Highlights of the book are a vision document for a resurgent India to combat the long-term Chinese threat, an overview of the ongoing political discourse on reforming India’s defense and security architecture with specific reference to China, and the influence of India -China’s rivalry over geostrategy foreshadows Asia in 2020-2025.

Recent developments in Afghanistan, following the United States’ exit from a two-decade war on terrorism, have left a void that many countries in the region are silently trying to fill by engaging with the Taliban. China appears to be a likely favorite, with deep pockets and funds to pour into the Afghan economy, ostensibly to bring much relief to the Afghan people who face multiple challenges, while expanding their strategic reach in this sensitive region. .

To take the big picture, we have China facing India head-on along the Current Line of Control, while trying to encircle it by dominating Nepal, Bhutan, Myanmar, Sri Lanka, Pakistan. and Afghanistan, contiguous to India.

Besides the domination of the Indian subcontinent region by the PCC / APL, the author dwelled on China’s energy needs through various corridors to include another option through the Wakhan corridor from Afghanistan to Iran.

A challenge in writing a book review is not to let the thunder fly by revealing too much, so as to take away the pleasure of reading the book.

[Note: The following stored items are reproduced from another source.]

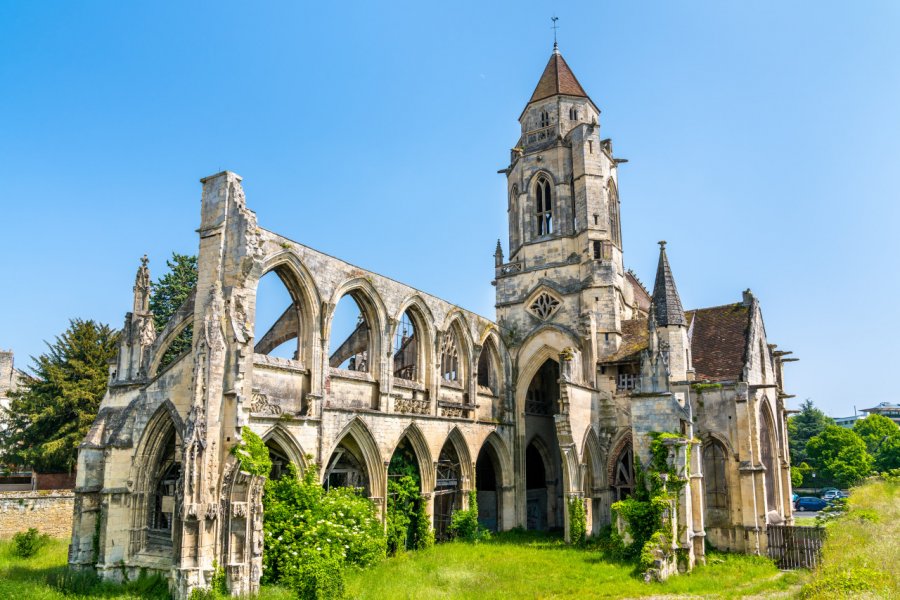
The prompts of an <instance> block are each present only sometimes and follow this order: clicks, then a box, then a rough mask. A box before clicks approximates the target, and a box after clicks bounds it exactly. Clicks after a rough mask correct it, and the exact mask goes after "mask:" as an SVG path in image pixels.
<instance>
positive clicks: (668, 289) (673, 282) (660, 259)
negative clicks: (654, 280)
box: [653, 242, 687, 327]
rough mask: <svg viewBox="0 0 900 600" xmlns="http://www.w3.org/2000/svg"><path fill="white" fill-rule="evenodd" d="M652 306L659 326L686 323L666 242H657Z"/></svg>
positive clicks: (682, 324) (663, 326) (679, 324)
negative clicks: (656, 267) (658, 263)
mask: <svg viewBox="0 0 900 600" xmlns="http://www.w3.org/2000/svg"><path fill="white" fill-rule="evenodd" d="M653 307H654V308H655V309H656V324H657V325H659V326H660V327H668V326H669V325H686V324H687V320H686V319H685V318H684V309H683V308H682V307H681V298H679V297H678V289H677V288H676V287H675V278H674V277H673V276H672V269H671V268H669V259H668V257H667V256H666V243H665V242H660V243H659V266H658V267H657V268H656V283H654V284H653Z"/></svg>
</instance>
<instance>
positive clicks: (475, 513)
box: [448, 490, 491, 543]
mask: <svg viewBox="0 0 900 600" xmlns="http://www.w3.org/2000/svg"><path fill="white" fill-rule="evenodd" d="M448 531H449V533H450V537H452V538H455V539H460V540H465V541H467V542H474V543H478V542H480V541H482V540H489V539H491V532H490V531H488V530H487V529H486V528H485V527H482V526H481V525H480V524H479V523H478V496H477V493H476V492H475V490H472V491H471V492H469V508H467V509H466V510H458V511H456V512H454V513H453V515H452V516H451V517H450V527H449V528H448Z"/></svg>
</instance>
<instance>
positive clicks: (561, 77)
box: [528, 48, 588, 104]
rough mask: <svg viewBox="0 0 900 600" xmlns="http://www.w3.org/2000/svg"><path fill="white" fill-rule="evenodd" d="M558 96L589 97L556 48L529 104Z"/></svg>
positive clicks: (534, 88)
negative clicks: (554, 96) (575, 77)
mask: <svg viewBox="0 0 900 600" xmlns="http://www.w3.org/2000/svg"><path fill="white" fill-rule="evenodd" d="M558 94H563V95H566V96H580V97H582V98H587V97H588V95H587V93H586V92H585V91H584V88H582V87H581V84H580V83H578V79H576V78H575V74H574V73H572V69H570V68H569V65H568V64H567V63H566V59H564V58H563V57H562V54H560V53H559V50H557V49H555V48H554V50H553V54H552V55H551V56H550V60H549V61H548V62H547V66H546V67H545V68H544V73H543V75H541V79H540V80H539V81H538V84H537V87H536V88H534V93H533V94H532V95H531V100H529V101H528V103H529V104H531V103H532V102H537V101H538V100H543V99H544V98H549V97H551V96H556V95H558Z"/></svg>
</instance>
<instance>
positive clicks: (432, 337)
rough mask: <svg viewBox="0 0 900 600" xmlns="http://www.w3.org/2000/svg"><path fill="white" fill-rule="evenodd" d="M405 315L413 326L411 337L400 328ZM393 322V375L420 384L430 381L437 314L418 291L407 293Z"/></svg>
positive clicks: (410, 336)
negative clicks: (431, 307)
mask: <svg viewBox="0 0 900 600" xmlns="http://www.w3.org/2000/svg"><path fill="white" fill-rule="evenodd" d="M404 318H408V319H409V321H410V325H411V326H412V330H413V333H412V335H411V336H408V335H407V334H408V332H406V331H405V330H402V331H401V327H405V325H404ZM392 321H393V323H394V331H392V332H391V339H392V340H393V342H394V343H393V346H392V348H391V351H392V355H393V369H394V376H395V377H399V378H401V379H406V380H410V381H417V382H419V383H423V382H426V381H430V380H431V373H432V370H433V366H432V365H433V364H434V358H433V357H434V336H435V329H434V315H432V313H431V310H430V309H429V308H428V304H426V303H425V301H424V300H423V299H422V297H421V296H420V295H419V294H418V293H415V294H413V295H411V296H408V297H407V298H406V299H405V300H404V301H403V302H401V303H400V310H399V312H398V313H397V314H396V315H395V318H393V319H392ZM410 353H411V354H412V356H410ZM398 355H399V356H398ZM410 375H411V376H410Z"/></svg>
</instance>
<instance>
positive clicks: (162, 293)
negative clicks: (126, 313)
mask: <svg viewBox="0 0 900 600" xmlns="http://www.w3.org/2000/svg"><path fill="white" fill-rule="evenodd" d="M166 266H167V267H168V268H169V271H168V272H167V273H166V274H165V275H163V276H162V277H160V278H159V279H158V280H157V281H156V283H155V284H153V289H152V291H151V293H150V310H152V311H153V322H154V324H155V325H156V330H157V331H162V330H163V328H164V327H165V326H166V323H168V322H169V319H171V318H172V315H174V314H175V312H176V311H177V310H178V309H179V307H181V305H182V304H184V301H185V300H187V298H188V296H190V294H191V292H192V291H193V289H194V288H195V287H196V286H197V257H196V256H191V255H188V254H178V253H177V252H173V253H172V259H171V260H167V261H166ZM192 339H193V331H192V326H191V325H188V326H187V328H185V329H184V331H182V332H181V333H180V334H179V335H178V337H176V338H175V339H174V340H173V341H172V343H171V344H170V345H169V347H168V348H167V349H166V351H165V353H164V354H163V358H162V360H161V362H160V366H162V367H165V366H166V365H168V364H169V363H171V362H172V361H173V360H175V358H177V357H178V356H180V355H181V354H182V353H183V352H185V351H186V350H189V349H190V347H191V343H192Z"/></svg>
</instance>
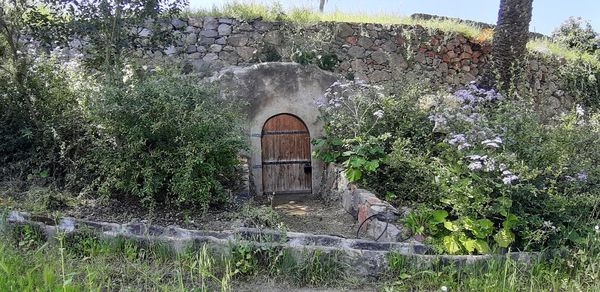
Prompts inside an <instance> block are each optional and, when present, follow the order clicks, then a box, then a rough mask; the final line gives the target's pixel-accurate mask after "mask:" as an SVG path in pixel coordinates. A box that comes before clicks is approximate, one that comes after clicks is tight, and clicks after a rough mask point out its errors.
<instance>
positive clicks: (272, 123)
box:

“It is the fist posted behind clasped hands that provides the peace essential for successful engagement in trade and commerce.”

To sum up, this book is not an ordinary assessment based on a thought process promulgated by think tanks or reputable military and diplomatic thinkers, who have been forced to reflect on a particular line of thought.

The author’s in-depth study and his own analysis is essential reading for students, military and bureaucratic leaders, and of course political leaders to think outside the box in taming the Dragon at our doorstep.

“The hallmark of a born leader is his ability, under stress, to transcend the barriers of fear and conventional wisdom, by taking actions capable of causing geostrategic ripples beyond the expected time and space. . “

(The book reviewer is a veteran of the Indian Army. Opinions expressed are personal and do not reflect the official position or policy of Financial Express Online.)